| 要旨トップ | 本企画の概要 | 日本生態学会第60回全国大会 (2013年3月,静岡) 講演要旨
ESJ60 Abstract


シンポジウム S10-2 (Lecture in Symposium/Workshop)

北方針葉樹トドマツの標高に沿った適応的形質とその遺伝変異

石塚 航(東大・総合文化)

亜寒帯気候に属する北海道では,針葉樹トドマツ(モミ属,Abies sachalinensis)が代表種として森林を構成し,標高差1,000m以上の幅広い垂直分布を示す.その中央山岳地域に広がる東京大学北海道演習林では,標高間相互移植試験や標高間の人工交配苗を用いた次代検定試験が1970年代に開始されており,樹木で自然集団の標高適応の実態に迫ることができる貴重な試験となっている.本発表では,生育する標高環境,もしくは遺伝的背景の違いによってトドマツがどのように応答するか調べたこれまでの研究を概説し,本種の標高適応に関連する形質とその遺伝変異について考及する.

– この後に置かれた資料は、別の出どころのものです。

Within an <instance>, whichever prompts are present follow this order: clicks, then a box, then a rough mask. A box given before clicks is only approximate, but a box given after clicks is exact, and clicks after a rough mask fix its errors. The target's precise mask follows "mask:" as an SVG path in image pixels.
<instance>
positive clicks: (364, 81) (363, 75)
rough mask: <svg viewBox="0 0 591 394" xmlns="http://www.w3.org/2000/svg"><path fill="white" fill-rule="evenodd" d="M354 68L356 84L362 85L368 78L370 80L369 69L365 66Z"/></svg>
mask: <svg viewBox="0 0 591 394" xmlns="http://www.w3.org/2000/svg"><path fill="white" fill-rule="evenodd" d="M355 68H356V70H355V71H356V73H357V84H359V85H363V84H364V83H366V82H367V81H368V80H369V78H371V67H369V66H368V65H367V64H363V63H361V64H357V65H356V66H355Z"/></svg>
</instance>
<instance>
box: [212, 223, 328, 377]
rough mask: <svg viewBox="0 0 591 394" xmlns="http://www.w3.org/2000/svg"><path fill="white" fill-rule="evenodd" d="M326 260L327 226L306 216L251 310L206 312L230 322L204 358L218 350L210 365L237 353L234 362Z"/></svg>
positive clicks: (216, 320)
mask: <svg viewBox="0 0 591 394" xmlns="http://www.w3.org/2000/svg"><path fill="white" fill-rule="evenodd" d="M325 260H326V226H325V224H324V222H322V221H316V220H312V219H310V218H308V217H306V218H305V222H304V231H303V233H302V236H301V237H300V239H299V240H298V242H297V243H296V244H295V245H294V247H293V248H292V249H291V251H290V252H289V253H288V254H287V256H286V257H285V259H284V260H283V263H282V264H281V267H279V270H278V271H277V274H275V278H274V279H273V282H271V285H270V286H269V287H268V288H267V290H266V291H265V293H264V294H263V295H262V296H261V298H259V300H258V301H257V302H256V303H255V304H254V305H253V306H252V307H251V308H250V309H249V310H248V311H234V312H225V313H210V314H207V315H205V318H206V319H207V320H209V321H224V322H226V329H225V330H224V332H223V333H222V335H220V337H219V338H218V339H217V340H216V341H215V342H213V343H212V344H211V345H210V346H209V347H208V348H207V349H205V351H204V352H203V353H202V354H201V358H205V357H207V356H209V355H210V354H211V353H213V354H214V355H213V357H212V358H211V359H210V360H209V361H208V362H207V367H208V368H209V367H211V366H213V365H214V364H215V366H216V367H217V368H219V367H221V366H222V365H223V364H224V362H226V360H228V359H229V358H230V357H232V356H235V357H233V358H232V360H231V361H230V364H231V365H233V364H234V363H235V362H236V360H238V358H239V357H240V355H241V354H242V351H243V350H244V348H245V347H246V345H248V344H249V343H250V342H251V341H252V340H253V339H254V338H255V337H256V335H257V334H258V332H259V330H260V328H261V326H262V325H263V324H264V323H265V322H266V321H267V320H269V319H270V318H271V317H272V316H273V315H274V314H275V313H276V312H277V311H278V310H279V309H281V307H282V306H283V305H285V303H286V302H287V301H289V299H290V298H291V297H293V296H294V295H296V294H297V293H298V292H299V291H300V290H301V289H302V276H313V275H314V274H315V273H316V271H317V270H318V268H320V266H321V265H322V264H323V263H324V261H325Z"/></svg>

相互移植試験ではまず,移植個体のパフォーマンス(成長・生存)を計測し,自生環境において各集団が有利なパフォーマンスを示していることを実証した.続いて,試験の生存個体の一部から枝葉を採取して耐凍性評価を行い,秋の低温馴化(耐凍性獲得)や成長休止タイミングといったフェノロジー(季節性)に標高クラインが認められることを実証した.さらに,次代検定試験で育つ人工交配苗の一部が繁殖を開始したため,開放受粉種子を採種し,その種子から得た苗をF2とみなした共通圃場試験を新たに行った.F2群が示す苗高,フェノロジー,耐凍性といった諸形質値の分散と親の遺伝子型組成との対応を調べ,相互移植試験から示唆された適応的形質の変異が確かに遺伝的基盤の変異に基づくことを確かめた.一連の研究から,北方針葉樹のトドマツは高標高集団ほど成長期間は短く,成長量も少ない一方で,耐凍性獲得時期が早い傾向があり,低標高環境よりも,気候条件の厳しい高標高環境での生育に有利だとまとめられた.成長と抵抗性の間のトレードオフ,標高傾度に沿って変化する選択圧,これらが局所環境への適応進化に深く関わったのだろうと考えられた.